Starting point is 00:28:29 I'm the current technical lead of the project, although that will be handed off to somebody else for long-term ownership. But KubeLinter is a great tool for it. It's a static analysis tool. You can put it into your GitOps workflows, like in a GitHub action, or you can use the deployment validation operator.
Starting point is 00:28:45 So you can continuously have things just checking. Can you spell the cube blender again? How do you spell that? Do you know? Yeah. So cube. So K U B E dash L I N T E R. Okay. Got it. Yeah. Because it reminds me what we are doing. And I know, Hilary, the way we actually met initially was through a podcast where we talked about Kepton. And as part of our Open Source Project Kepton, we are also automatically validating the health of a system by looking at a list of metrics. We call them SLIs, right?
Starting point is 00:29:22 And then compare them against the objectives. And I was just wondering if we should think about integrating Kubilinter as one of the data sources, because we're open to any type of data source. And I think that could be really great to integrate it into the orchestration as we're pushing out new builds. Then not only looking at Prometheus, but maybe also looking at stuff that
Starting point is 00:29:45 Kuplintr comes back with. That sounds really interesting. I think that it's a really fantastic tool.
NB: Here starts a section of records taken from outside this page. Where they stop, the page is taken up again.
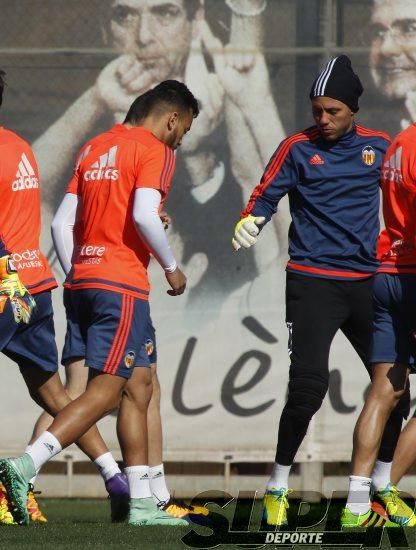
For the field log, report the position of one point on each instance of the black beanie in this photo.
(338, 81)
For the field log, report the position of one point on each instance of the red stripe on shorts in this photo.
(121, 336)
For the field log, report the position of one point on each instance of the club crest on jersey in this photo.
(368, 155)
(129, 359)
(149, 347)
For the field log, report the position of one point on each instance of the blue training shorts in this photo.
(109, 330)
(394, 334)
(32, 344)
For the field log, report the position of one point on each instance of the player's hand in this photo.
(11, 288)
(246, 231)
(177, 282)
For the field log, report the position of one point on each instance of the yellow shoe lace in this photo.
(282, 502)
(6, 517)
(33, 509)
(176, 510)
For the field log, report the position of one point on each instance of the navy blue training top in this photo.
(333, 190)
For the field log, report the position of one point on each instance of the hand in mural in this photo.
(411, 107)
(243, 74)
(121, 81)
(207, 89)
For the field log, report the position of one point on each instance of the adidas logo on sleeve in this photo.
(104, 168)
(26, 177)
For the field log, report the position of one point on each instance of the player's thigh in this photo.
(8, 326)
(76, 377)
(116, 332)
(393, 339)
(358, 328)
(315, 310)
(139, 387)
(33, 344)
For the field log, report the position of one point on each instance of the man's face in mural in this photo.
(156, 32)
(393, 47)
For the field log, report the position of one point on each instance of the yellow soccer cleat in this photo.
(397, 510)
(180, 509)
(6, 517)
(275, 505)
(33, 509)
(375, 517)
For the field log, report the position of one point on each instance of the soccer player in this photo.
(331, 173)
(394, 347)
(113, 203)
(27, 334)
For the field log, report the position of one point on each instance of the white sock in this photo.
(358, 501)
(279, 477)
(380, 477)
(139, 481)
(158, 483)
(107, 466)
(43, 449)
(33, 480)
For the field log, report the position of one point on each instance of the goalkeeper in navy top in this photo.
(331, 173)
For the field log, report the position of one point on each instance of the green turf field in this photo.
(78, 524)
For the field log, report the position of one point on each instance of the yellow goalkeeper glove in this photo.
(12, 288)
(246, 231)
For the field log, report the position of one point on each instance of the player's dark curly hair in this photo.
(2, 84)
(169, 93)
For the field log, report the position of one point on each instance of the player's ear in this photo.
(173, 120)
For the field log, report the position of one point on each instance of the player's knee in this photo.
(307, 391)
(402, 409)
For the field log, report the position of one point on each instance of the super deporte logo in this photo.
(103, 169)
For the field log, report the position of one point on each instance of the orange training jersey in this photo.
(109, 252)
(20, 212)
(397, 243)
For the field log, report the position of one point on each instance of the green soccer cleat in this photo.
(372, 518)
(15, 474)
(396, 508)
(144, 511)
(275, 505)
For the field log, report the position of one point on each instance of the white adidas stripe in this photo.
(106, 160)
(322, 79)
(25, 169)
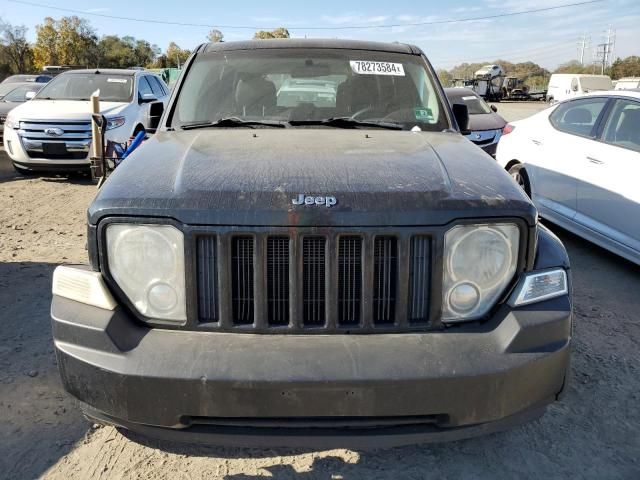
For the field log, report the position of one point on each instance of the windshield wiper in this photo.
(230, 122)
(348, 122)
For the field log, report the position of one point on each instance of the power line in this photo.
(341, 27)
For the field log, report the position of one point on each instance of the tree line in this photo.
(536, 76)
(73, 41)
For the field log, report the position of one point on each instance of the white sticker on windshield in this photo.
(365, 67)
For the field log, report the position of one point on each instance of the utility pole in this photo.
(604, 51)
(583, 45)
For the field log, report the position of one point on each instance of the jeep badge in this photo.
(311, 200)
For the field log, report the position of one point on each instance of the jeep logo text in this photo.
(303, 199)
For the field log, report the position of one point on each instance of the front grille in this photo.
(418, 308)
(349, 280)
(385, 259)
(278, 280)
(207, 279)
(242, 280)
(311, 281)
(56, 140)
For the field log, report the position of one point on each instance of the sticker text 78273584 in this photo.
(365, 67)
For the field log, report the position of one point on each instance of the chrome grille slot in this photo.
(242, 274)
(349, 279)
(385, 254)
(419, 279)
(207, 279)
(278, 280)
(314, 281)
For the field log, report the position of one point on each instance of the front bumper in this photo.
(314, 391)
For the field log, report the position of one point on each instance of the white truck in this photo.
(567, 85)
(628, 83)
(53, 132)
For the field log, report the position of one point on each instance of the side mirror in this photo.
(147, 98)
(461, 114)
(156, 109)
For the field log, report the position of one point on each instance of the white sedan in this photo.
(579, 161)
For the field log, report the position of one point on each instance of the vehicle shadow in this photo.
(39, 422)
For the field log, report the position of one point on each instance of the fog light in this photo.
(464, 297)
(536, 287)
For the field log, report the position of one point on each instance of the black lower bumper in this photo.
(316, 391)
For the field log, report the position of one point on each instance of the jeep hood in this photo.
(250, 176)
(63, 110)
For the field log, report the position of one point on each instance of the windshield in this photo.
(475, 104)
(306, 85)
(80, 86)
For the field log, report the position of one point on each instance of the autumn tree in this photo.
(45, 50)
(215, 36)
(277, 33)
(68, 41)
(16, 48)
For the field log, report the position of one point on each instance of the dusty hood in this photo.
(250, 177)
(62, 110)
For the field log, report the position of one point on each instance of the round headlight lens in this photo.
(147, 263)
(464, 297)
(480, 261)
(482, 256)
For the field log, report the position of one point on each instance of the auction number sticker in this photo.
(365, 67)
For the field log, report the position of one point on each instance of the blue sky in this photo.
(548, 38)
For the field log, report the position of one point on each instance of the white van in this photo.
(628, 83)
(567, 85)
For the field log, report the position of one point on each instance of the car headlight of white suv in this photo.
(147, 263)
(479, 263)
(11, 122)
(115, 122)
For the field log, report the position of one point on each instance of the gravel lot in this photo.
(593, 433)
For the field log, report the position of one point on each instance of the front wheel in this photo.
(519, 174)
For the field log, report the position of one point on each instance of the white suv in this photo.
(53, 132)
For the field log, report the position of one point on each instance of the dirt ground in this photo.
(593, 433)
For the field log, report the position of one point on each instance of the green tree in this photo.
(277, 33)
(176, 56)
(16, 48)
(446, 79)
(629, 67)
(215, 36)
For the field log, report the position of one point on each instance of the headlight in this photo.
(479, 263)
(115, 122)
(147, 263)
(11, 122)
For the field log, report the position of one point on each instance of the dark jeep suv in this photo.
(308, 252)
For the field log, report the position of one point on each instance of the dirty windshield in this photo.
(301, 87)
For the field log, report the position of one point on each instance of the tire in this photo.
(519, 174)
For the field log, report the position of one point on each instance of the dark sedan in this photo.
(485, 125)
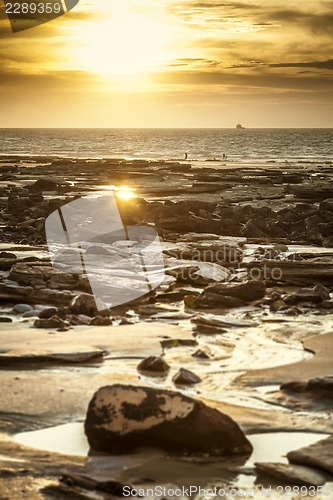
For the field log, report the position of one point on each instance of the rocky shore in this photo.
(235, 342)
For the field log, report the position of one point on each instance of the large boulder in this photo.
(121, 418)
(319, 455)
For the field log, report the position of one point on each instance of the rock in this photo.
(294, 474)
(200, 354)
(247, 291)
(44, 185)
(84, 304)
(291, 311)
(53, 322)
(326, 205)
(222, 321)
(214, 300)
(22, 308)
(154, 364)
(327, 304)
(185, 377)
(121, 418)
(27, 275)
(101, 321)
(280, 247)
(48, 313)
(315, 389)
(314, 295)
(5, 319)
(277, 305)
(7, 255)
(31, 314)
(254, 229)
(61, 281)
(318, 455)
(328, 242)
That's part of why I got involved in the operator that Red Hat is writing. And, you know, like I said, we ask our tenants to pass these checks. And so again, from a perspective as a tenant, actually to one of my sister SRE teams, my team has had to go through this and we've had to do the same things. Well, we were asked to run a tool that actually is an open source tool,
Starting point is 00:30:17 but Red Hat has no ownership of at all. It's a really great tool. It is a fork of century. So it's called Glitch Tip. And is a fork of century. So it's called glitch tip. And so when we're looking at running it, we're like, okay, but unfortunately we have to make it meet our own standards. So my team has made some open source contributions there, just a few changes so that it would run on OpenShift,
Starting point is 00:30:39 some minor tweaks, and then we implemented an observability API. Because even though this is a tool to help you have observability, it also must be observable so that the other team that will be the SRE support for it, if anything does go wrong, can see what's happening with Prometheus and then run an SOP to fix it. I'm having to eat my own dog food on this. We have to meet our own standards. There's no exceptions just because we're internal and it's an internal only tool.
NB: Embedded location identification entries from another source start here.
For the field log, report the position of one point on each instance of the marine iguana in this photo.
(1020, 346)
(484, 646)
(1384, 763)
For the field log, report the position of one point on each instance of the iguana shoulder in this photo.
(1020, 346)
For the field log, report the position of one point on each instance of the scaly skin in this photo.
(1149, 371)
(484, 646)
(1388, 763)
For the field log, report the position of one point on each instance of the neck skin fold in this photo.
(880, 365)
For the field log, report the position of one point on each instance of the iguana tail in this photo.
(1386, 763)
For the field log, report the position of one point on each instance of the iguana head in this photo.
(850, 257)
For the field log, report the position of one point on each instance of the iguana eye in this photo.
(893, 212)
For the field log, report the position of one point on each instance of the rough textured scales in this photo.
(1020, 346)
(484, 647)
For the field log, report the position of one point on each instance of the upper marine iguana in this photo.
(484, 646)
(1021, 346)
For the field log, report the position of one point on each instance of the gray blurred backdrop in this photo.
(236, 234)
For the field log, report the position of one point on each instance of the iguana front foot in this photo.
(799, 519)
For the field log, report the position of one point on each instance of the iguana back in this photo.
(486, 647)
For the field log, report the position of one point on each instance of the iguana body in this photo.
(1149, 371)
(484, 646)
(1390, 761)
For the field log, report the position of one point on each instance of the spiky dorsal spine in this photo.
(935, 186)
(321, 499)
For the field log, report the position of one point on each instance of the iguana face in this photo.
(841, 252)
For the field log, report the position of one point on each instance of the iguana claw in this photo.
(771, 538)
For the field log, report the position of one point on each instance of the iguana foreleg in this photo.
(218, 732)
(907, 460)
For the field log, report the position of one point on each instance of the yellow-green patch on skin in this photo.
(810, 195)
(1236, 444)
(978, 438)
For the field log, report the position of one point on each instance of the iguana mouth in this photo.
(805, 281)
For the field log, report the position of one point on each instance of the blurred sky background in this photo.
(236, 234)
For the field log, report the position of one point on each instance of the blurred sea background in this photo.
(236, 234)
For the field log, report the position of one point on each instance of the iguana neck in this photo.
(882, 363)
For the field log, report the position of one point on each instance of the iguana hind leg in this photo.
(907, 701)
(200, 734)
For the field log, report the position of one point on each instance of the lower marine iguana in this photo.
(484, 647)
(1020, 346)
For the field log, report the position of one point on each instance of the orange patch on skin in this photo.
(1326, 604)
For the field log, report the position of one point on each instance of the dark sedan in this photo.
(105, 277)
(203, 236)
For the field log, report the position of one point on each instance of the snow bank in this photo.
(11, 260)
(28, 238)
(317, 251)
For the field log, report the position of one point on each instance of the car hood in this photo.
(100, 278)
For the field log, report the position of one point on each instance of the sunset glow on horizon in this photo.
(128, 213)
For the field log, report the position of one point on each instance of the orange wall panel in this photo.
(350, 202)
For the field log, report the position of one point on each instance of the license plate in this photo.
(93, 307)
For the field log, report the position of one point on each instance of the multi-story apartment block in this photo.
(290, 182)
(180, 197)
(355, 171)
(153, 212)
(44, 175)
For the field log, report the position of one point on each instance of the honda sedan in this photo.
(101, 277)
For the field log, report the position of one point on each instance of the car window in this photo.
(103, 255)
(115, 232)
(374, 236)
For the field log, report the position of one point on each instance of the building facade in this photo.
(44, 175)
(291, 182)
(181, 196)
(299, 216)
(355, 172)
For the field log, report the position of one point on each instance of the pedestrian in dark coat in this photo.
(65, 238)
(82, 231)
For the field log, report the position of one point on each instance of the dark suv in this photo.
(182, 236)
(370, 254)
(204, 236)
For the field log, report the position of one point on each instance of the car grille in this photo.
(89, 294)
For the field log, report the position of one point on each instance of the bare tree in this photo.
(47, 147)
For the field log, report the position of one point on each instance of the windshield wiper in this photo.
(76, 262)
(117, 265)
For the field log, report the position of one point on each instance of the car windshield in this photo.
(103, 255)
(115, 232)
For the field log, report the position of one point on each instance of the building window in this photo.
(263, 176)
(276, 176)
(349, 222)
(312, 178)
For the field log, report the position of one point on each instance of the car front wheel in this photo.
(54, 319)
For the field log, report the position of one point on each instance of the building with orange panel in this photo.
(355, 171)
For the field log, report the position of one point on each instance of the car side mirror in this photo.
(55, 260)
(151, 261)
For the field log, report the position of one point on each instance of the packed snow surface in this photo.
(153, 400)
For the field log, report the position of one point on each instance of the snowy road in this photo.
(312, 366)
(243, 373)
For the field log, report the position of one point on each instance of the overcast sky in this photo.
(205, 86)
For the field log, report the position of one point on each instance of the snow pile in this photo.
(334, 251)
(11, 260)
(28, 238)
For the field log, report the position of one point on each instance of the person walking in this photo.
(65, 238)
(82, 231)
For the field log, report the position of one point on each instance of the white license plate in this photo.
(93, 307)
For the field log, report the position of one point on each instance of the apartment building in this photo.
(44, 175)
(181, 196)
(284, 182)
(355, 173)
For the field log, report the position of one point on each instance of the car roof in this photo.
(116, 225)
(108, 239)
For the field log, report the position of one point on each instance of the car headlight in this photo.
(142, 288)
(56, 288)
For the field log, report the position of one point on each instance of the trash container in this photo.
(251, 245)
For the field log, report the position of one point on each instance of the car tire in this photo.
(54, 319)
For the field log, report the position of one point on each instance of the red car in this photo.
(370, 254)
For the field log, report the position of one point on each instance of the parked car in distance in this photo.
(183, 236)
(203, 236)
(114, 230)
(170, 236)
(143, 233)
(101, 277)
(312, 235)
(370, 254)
Starting point is 00:31:11 We still have to be this tall to ride. Hey, I know you have a lot of kind of secret sauces that you don't want to reveal. And I'm not going to ask you about it, but I want to ask you one thing. I was just in the states uh traveling uh through two through uh two different states interstates now let's get it right i went to cast visit customers and the big topic we discussed there uh was slos service level objectives and i i do have a little let's say workshop where i try to educate them first of all what are slis and slos what are good ones what are bad ones and then we go through a little exercise,
Starting point is 00:31:46 kind of as a group exercise, to define good SLOs. Oh, your cat is back. Look at that. Oh, yeah, she likes to drop down onto my head during meetings and scare people. It's really a shame this is not on camera, because everybody would have just seen this tabby cat just drop down.
Starting point is 00:32:00 And now she's on my chair. The good news is I can take a screenshot, and we'll get it in somehow. But yeah, coming back to the discussion of SLIs and SLOs, this was a big topic. And people are struggling a lot with defining SLIs and SLOs. Good ones that actually are meaningful. And I wonder, what is your take on how do you approach an SLO definition?
Starting point is 00:32:27 Like, where do you start? Do you have kind of some recommendations where you say it doesn't make sense at all to define SLOs at a certain level? Where should you start defining SLOs? Who do you need to get into a room to actually define SLOs? Just, it's a hot topic for me and for us.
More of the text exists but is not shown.